After the first surgery at a local hospital, she experienced severe pain that couldn't adequately be relieved with medication. Additional surgeries followed, and with them came a host of serious complications. At one point, a leak in the fluid around her brain caused repeated and uncontrollable vomiting at the same time air from a damaged frontal sinus compressed her brain, allowing more fluid to escape.
"The cycle was one that I knew I couldn’t survive," she says. "It was the first time since I started this ordeal that it dawned on me that I was losing the battle."
A novel approach
After a third craniotomy, a friend convinced Amy to seek another medical opinion, and she and her husband traveled to Mayo Clinic in Rochester, Minn. There she met neuro-oncologist, Daniel Lachance, M.D., who over time has helped Amy sort through and develop a treatment plan for an extremely complicated array of medical conditions.

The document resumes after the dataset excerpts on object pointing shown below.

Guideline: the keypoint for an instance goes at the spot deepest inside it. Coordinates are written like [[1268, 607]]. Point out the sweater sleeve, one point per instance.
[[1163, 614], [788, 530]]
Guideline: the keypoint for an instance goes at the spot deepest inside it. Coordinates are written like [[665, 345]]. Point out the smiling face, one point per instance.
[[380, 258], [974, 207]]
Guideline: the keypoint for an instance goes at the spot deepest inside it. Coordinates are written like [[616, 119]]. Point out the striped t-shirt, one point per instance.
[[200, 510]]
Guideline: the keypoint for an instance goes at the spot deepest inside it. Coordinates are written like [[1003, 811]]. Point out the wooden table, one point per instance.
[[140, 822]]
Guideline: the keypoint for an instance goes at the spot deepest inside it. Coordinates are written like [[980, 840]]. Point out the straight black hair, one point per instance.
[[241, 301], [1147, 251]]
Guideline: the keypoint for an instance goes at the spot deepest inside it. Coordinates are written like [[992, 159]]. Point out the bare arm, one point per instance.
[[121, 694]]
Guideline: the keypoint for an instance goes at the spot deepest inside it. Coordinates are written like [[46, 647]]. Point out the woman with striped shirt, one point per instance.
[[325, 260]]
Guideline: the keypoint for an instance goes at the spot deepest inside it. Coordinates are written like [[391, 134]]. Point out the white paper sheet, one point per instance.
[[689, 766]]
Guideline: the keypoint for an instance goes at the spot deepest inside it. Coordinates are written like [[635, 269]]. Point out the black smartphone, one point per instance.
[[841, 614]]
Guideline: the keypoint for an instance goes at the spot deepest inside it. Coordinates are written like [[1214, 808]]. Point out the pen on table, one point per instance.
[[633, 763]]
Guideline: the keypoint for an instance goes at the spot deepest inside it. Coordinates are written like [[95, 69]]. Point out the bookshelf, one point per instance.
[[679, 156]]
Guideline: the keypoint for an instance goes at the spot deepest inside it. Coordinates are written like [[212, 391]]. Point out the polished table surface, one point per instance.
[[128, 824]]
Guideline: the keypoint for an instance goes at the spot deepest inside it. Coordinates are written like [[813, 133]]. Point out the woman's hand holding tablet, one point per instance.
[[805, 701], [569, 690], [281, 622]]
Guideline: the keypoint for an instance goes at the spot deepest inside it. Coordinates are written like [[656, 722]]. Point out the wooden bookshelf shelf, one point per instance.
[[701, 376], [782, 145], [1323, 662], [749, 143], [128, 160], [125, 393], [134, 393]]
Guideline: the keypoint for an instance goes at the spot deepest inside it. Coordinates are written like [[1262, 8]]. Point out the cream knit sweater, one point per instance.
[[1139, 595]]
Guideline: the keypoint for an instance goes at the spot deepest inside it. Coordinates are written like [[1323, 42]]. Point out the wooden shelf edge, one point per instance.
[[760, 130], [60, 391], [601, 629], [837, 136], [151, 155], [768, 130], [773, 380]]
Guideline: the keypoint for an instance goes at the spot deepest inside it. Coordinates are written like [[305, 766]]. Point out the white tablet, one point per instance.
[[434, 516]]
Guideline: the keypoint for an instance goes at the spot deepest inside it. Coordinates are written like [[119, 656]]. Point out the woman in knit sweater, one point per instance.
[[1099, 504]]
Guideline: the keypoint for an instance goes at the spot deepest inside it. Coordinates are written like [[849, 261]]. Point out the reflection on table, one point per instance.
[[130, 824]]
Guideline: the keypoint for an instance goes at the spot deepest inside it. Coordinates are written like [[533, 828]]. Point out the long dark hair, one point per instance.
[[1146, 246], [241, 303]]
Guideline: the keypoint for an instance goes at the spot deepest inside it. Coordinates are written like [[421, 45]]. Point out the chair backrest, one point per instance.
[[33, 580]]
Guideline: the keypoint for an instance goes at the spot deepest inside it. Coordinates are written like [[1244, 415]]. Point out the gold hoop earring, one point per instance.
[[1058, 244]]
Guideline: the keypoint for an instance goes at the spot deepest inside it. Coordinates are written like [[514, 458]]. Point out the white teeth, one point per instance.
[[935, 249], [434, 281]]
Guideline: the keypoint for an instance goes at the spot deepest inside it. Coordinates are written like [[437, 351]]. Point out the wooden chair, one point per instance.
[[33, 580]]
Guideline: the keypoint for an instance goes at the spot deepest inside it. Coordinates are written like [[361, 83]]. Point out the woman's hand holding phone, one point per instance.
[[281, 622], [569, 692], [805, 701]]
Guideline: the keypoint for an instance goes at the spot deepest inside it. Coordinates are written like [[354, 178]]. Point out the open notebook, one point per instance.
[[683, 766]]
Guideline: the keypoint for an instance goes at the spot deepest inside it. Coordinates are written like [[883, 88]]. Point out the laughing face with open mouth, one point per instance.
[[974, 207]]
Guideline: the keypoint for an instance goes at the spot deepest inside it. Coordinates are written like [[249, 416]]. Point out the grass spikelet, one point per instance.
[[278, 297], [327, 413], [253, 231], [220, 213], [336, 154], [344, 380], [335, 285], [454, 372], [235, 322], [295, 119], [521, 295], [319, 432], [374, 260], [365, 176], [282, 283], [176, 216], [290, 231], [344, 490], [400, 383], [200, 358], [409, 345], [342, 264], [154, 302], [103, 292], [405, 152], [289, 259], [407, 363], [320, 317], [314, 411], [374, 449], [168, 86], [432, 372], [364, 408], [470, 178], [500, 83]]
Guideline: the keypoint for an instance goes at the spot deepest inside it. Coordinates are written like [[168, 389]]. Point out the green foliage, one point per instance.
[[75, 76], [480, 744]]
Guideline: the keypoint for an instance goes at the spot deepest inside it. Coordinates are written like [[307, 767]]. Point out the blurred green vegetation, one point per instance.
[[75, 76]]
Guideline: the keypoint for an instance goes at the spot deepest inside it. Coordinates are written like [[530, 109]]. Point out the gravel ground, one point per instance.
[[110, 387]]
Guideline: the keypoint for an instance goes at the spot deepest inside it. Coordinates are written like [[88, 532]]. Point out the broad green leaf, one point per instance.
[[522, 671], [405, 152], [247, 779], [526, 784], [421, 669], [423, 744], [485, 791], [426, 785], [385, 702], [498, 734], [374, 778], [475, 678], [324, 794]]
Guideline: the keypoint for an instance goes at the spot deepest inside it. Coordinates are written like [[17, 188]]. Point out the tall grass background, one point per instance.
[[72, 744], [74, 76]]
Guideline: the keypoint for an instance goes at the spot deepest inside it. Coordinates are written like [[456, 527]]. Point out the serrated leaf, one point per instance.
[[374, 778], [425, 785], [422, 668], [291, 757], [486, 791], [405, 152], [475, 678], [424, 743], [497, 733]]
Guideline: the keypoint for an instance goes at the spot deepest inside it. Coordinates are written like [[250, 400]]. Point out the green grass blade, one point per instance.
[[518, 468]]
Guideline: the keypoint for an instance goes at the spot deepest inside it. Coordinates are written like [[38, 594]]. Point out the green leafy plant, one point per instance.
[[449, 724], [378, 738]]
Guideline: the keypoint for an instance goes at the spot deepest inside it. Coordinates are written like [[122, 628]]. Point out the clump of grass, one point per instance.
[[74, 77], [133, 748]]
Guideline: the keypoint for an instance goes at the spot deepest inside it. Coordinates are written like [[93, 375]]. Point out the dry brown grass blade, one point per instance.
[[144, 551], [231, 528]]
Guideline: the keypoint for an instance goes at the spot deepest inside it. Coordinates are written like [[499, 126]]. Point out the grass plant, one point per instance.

"He has consistently remained open to every possible method to control the pain, including various surgical and pharmacological possibilities," she says.
Included among her more than a dozen diagnosed disorders was atypical trigeminal neuralgia. This chronic condition affects the trigeminal nerve, which carries sensation from the face to the brain. Trigeminal neuralgia can lead to excruciating pain. Many describe the pain as feeling like "being stabbed with a knife that is attached to an electrical outlet." Doctors often refer to trigeminal neuralgia "the most excruciating pain known to man." Atypical trigeminal neuralgia has the added effect of causing a continual background headache and pain behind the eyes. It can affect nerve branches in the forehead, cheek and jaw.
To manage trigeminal neuralgia, along with pain triggered by another chronic disorder, anesthesia dolorosa, Dr. Lachance suggested Amy consider participating in a Mayo Clinic clinical research trial investigating the use of neurostimulators for pain control. A device was surgically placed by Kendall Lee, M.D., Ph.D., and his surgical team on the motor cortex of her brain, delivering electrical stimulation 40 times a second via 16 electrodes.
For a week after the surgery, Amy remained in the hospital. During that time, she was carefully monitored by her Mayo Clinic team to assess how well the neurostimulator was working. To her immense relief, the device offered significant pain control — a 50 percent improvement, she says. She went home with the device in place, and it continues to deliver reliable pain management.
A new point of view
Although she has seen tremendous improvement in her health over the last several years, Amy has accepted that it is unlikely she will ever return to her old lifestyle. But she sees clear benefits that have come from her experiences.
"My health challenges have taught me that who I am as a person, a wife, and a friend are more important than running that race or getting that promotion," she says. "I am fortunate to have a loving and understanding spouse and family. We all just try to enjoy what we can when I’m feeling well enough."
She credits the coordination and collaboration of her Mayo Clinic care team with easing the stress of finding ways to cope with her complex medical situation.
"When you have more than one medical challenge as I do, it is such a relief to have Mayo manage your care," Amy says. "I do not have to make sure each doctor has current scans or a list of medicines. I can have an MRI in the morning, and every doctor I visit that day already has the scans available and ready to view on their computers. Having an illness is difficult. Managing it with the level of competency in care that I receive at Mayo has made things so much less complicated."